The next morning, he rang me. He had written the music for one of the songs already and could he travel down to where I lived to play it to me? My piano was still in storage along with other unpacked belongings. However, I had heard that a neighbour who lived two doors away had one. I knocked on her door, explained the situation to her, fully expecting her to refuse my request for two complete strangers to visit her home and allow one of them to play her piano. Instead, she welcomed me in.

The musical follows a group of office workers on the night of the annual Christmas Office Party, the hours leading up to it, the party itself and the morning after the night before.  It became one of two musicals I had written the libretto for, to be showcased at Greenwich Theatre. At the time it was called Canapes for Company which we later changed to TINSEL.

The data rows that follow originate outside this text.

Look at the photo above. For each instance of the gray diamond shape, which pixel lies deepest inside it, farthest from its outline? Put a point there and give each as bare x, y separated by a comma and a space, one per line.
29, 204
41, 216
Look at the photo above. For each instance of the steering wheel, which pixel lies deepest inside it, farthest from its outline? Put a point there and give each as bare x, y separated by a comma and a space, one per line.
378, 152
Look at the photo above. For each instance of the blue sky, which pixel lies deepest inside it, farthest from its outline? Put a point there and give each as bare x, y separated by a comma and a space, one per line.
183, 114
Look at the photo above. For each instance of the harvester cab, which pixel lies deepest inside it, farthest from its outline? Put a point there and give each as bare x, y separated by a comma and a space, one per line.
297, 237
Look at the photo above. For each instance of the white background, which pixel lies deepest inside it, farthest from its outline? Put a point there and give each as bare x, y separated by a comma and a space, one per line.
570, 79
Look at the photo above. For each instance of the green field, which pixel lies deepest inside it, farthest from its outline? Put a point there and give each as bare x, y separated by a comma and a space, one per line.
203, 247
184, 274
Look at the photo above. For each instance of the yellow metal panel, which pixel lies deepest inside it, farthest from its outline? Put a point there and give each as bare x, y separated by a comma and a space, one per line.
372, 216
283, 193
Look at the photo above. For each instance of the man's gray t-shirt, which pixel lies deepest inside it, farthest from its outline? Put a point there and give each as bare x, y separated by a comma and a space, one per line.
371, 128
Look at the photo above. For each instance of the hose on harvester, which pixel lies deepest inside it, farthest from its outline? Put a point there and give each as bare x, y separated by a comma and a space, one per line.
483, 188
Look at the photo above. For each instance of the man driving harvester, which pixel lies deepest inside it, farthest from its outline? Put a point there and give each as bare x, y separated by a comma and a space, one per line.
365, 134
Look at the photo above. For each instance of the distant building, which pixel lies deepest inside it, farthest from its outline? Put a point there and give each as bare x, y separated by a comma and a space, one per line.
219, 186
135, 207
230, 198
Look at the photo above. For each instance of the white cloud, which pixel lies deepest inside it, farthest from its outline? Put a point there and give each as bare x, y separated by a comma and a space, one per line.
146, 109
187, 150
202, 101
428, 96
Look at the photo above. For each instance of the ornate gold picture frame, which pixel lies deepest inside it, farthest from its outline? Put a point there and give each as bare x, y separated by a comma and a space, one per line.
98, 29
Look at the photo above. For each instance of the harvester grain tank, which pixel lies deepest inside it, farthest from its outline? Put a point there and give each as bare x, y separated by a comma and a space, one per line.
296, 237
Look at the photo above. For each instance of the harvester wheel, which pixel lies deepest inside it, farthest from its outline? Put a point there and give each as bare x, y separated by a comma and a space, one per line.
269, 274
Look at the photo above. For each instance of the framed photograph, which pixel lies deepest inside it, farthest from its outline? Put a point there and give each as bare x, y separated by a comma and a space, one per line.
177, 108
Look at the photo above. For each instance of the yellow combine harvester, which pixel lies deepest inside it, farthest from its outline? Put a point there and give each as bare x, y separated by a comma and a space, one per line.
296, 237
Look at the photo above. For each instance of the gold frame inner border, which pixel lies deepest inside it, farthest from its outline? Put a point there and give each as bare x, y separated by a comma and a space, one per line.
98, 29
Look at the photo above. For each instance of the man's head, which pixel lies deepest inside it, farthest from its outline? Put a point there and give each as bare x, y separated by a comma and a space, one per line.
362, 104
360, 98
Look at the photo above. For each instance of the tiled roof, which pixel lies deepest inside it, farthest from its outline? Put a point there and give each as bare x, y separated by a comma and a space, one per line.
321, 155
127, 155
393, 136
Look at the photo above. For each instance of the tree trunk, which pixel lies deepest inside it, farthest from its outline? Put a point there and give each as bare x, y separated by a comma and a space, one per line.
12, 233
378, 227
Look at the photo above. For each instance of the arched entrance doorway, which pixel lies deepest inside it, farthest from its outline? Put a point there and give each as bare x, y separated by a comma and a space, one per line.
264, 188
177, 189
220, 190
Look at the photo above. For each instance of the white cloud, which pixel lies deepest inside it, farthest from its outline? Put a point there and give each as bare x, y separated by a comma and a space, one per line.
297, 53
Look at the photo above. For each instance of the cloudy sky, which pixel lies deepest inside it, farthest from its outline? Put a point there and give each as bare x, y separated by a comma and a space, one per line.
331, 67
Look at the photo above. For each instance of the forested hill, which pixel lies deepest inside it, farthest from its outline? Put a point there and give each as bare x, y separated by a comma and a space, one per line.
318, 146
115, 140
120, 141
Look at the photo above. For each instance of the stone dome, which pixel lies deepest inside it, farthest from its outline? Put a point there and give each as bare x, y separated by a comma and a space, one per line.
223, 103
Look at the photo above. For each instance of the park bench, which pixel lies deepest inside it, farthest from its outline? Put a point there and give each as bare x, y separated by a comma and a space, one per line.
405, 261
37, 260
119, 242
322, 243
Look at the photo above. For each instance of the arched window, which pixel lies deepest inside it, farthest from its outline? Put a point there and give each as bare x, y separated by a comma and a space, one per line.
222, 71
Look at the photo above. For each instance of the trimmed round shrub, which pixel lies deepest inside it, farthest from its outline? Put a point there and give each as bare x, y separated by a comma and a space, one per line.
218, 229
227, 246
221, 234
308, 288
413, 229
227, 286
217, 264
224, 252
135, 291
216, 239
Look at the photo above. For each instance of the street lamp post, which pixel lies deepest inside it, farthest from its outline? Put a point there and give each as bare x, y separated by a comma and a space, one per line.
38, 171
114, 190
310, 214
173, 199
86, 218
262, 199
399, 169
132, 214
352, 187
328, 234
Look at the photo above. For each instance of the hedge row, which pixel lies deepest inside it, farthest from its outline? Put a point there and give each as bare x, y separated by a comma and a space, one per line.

Later, it was scheduled to go into Jermyn Street Theatre but as the date approached, the director suddenly walked out on us. I was in Buxton at the time, performing at a festival in the evenings and looking after my sons during the day. All I could do was to call every member of the cast and cancel it, as there was no way I could find a new director in time. It was devastating.

However, there is an old Chinese saying, sometimes not getting what you want can be a wonderful stroke of luck. By putting it aside for a few years I was able to go back to it and do some more work on it.

The second musical which had been chosen to be showcased at the Greenwich Theatre was Hello Life!

A Selection of Songs from Hello Life! Voice – Heather Cairncross, Piano -Tom Pilling, Bass – Alexander L’Estrange

Earlier, Heather Cairncross, an old friend and a fantastic singer, and my website and Facebook maestra, called and asked me what I was doing. I told her I was writing lyrics for a musical. She asked if I would write some lyrics for her as there was a wonderful Jazz pianist and composer she knew called Alexander L’Estrange.

I wrote the lyrics for a couple of songs. Soon she was on the phone again asking me for more, as he had already written the music for the ones I had sent her. As I continued to write them, I suddenly became aware that a theme was emerging and that they could be the lyrics for a one-woman jazz musical. Heather and I decided to work on the book together, using our experiences as a base for the story. Heather had two sisters who kept encouraging her to go on dates, sometimes even organising them for her. I was a newly divorced woman with two young sons.

Heather would travel to where I lived and we would discuss the story. After she had left I would write the dialogue. At the next meeting she would give me her feedback. I would write more and every now and then she would say, ‘we need another song here,’ and I would write the lyrics for one.

Fast forward. After it was showcased at the Greenwich Theatre and performed at the Buxton Festival where it won Highest Contribution to the Buxton Fringe Festival. It was later revived at the Brighton Fringe Festival.

It was then that I had to accept that being a solo parent with most of my relatives deceased or living miles away, made it impossible for me to work on musicals without child care as it would also involve too many meetings and rehearsals. Somehow, I needed to find a way of writing another novel alongside home educating my younger son, taking him to activities where he could meet other children, spend time with my older son and answer letters.

One night, unable to sleep, my head whirling, I suddenly saw an image of an old cinema.